Au Sénégal, Macky Sall caresse les lutteurs dans le sens du poil
Le chef de l’État sénégalais a annoncé une série de mesures en faveur de la lutte traditionnelle. Compassion envers un secteur en difficulté ou calcul électoraliste ?
© Damien Glez
Alors que la crise politique couve et que plusieurs observateurs s’inquiètent pour le modèle démocratique sénégalais, le président de la République soigne l’un des symboles du modèle sociétal du pays de la Teranga.

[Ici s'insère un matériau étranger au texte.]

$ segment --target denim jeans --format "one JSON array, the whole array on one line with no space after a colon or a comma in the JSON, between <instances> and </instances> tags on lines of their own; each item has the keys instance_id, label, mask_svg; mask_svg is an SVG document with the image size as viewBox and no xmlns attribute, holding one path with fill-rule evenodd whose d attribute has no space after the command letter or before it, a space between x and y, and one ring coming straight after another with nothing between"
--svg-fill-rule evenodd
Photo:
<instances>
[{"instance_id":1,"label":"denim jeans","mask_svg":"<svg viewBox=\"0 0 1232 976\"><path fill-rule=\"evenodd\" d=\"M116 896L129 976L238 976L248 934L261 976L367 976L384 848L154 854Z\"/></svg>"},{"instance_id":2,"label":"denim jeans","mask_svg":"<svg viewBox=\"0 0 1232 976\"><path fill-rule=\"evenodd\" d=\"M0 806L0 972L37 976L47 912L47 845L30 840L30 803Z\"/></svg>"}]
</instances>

Au secteur, ô combien stratégique, de la lutte traditionnelle, Macky Sall promet un accompagnement « pour une ou deux années avant de trouver un système de financement dans la durée ». Un terme qui dépasse la prochaine élection présidentielle, donc. Évocation de la continuité naturelle de l’État ou expression d’un souhait de rester aux commandes pour Macky Sall qui, officiellement, n’est pas candidat à sa succession ?
Mutuelle
Ce lundi 8 mai, le chef de l’État a reçu quelque 600 acteurs de la lutte sénégalaise au palais de la République. Parmi les annonces qui ont accompagné cette réception très médiatisée, la prochaine mise en place d’un fonds de garantie de 500 millions de francs CFA financé via le Fonds de garantie des investissements prioritaires (Fongip), à l’intention des promoteurs, en attendant d’élaborer un système de subvention pérenne.

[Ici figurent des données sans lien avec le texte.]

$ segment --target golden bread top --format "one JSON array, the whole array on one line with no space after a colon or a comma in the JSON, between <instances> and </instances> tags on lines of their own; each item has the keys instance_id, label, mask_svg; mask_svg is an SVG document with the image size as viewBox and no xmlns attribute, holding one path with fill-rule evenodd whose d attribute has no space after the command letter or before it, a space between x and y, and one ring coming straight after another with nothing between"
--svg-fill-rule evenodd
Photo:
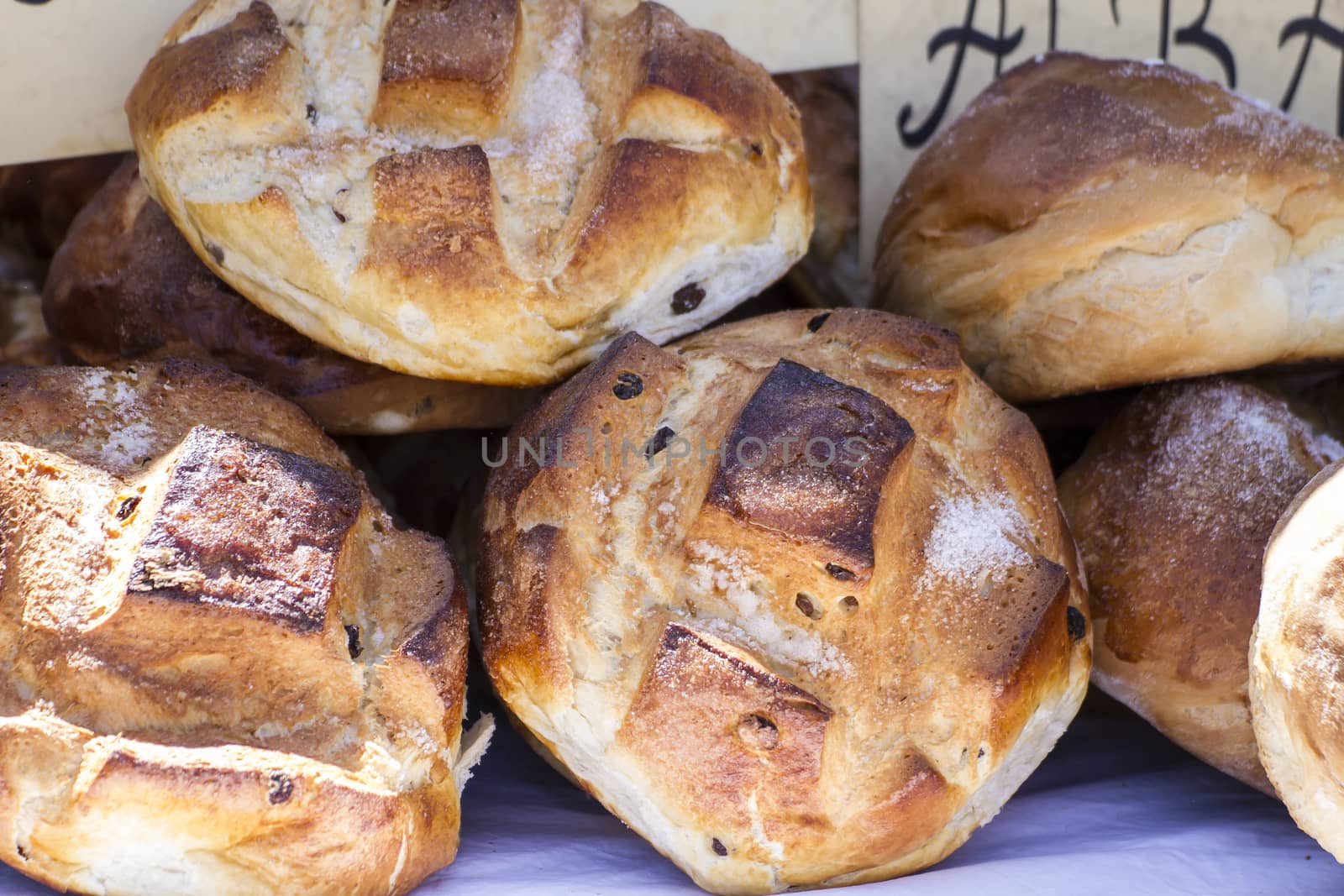
<instances>
[{"instance_id":1,"label":"golden bread top","mask_svg":"<svg viewBox=\"0 0 1344 896\"><path fill-rule=\"evenodd\" d=\"M946 330L837 310L632 334L511 439L484 505L496 686L704 887L935 861L1081 697L1044 449Z\"/></svg>"},{"instance_id":2,"label":"golden bread top","mask_svg":"<svg viewBox=\"0 0 1344 896\"><path fill-rule=\"evenodd\" d=\"M689 332L812 227L797 111L652 3L196 3L128 113L224 281L422 376L546 383Z\"/></svg>"}]
</instances>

Macky Sall a également encouragé les entreprises, publiques et privées, à soutenir les 152 écoles et écuries qui forment 10 000 jeunes lutteurs, et promis la rédaction de textes législatifs de nature à optimiser la gestion de l’Arène nationale, ou encore la mise en place d’une mutuelle de santé spécifique pour les lutteurs et autres acteurs du secteur.
Demi-dieux précaires
À la liste des mesures promises, le chef de l’État sénégalais a ajouté un accès facilité au « programme des 100 000 logements » déjà lancé par le gouvernement, ainsi que l’allocation aux lutteurs et à leurs familles de 300 emplois dans le cadre du Programme d’urgence pour l’emploi et l’insertion socioéconomique des jeunes (Xëyu ndaw ñi), lancé en 2021. Enfin, Macky Sall a invité le secteur à tenir au plus vite une assemblée générale pour faire le point sur tous ces domaines d’intervention.

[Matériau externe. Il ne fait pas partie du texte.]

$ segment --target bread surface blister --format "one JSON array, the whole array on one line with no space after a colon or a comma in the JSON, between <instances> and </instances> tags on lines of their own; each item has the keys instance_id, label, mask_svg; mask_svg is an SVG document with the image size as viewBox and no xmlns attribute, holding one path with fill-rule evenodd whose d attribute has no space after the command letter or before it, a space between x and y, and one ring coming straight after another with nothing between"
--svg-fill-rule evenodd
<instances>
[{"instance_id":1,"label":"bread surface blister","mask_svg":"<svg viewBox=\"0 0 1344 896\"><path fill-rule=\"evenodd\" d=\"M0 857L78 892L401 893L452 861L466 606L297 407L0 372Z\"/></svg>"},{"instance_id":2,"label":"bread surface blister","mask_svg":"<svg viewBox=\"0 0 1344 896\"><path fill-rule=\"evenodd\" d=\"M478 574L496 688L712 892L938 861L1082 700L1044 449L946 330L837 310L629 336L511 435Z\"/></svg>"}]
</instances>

Considérés comme des demi-dieux, les rois des arènes remplissent des stades, mais n’échappent pas toujours à une certaine précarité, notamment lorsqu’ils raccrochent. Pour certains, la voie de sortie est politique : rejoindre l’escouade de sécurité d’un ministre, chef de parti présidentiel ou opposant. Pour les hommes et femmes politiques, il vaut donc mieux avoir les « gros bras » avec soi que contre soi. Il y a deux ans, le garde des Sceaux de l’époque, Malick Sall, avait accusé des lutteurs d’avoir participé au mouvement de contestation né dans le sillage de l’arrestation d’Ousmane Sonko. Il avait alors essuyé une volée de bois vert.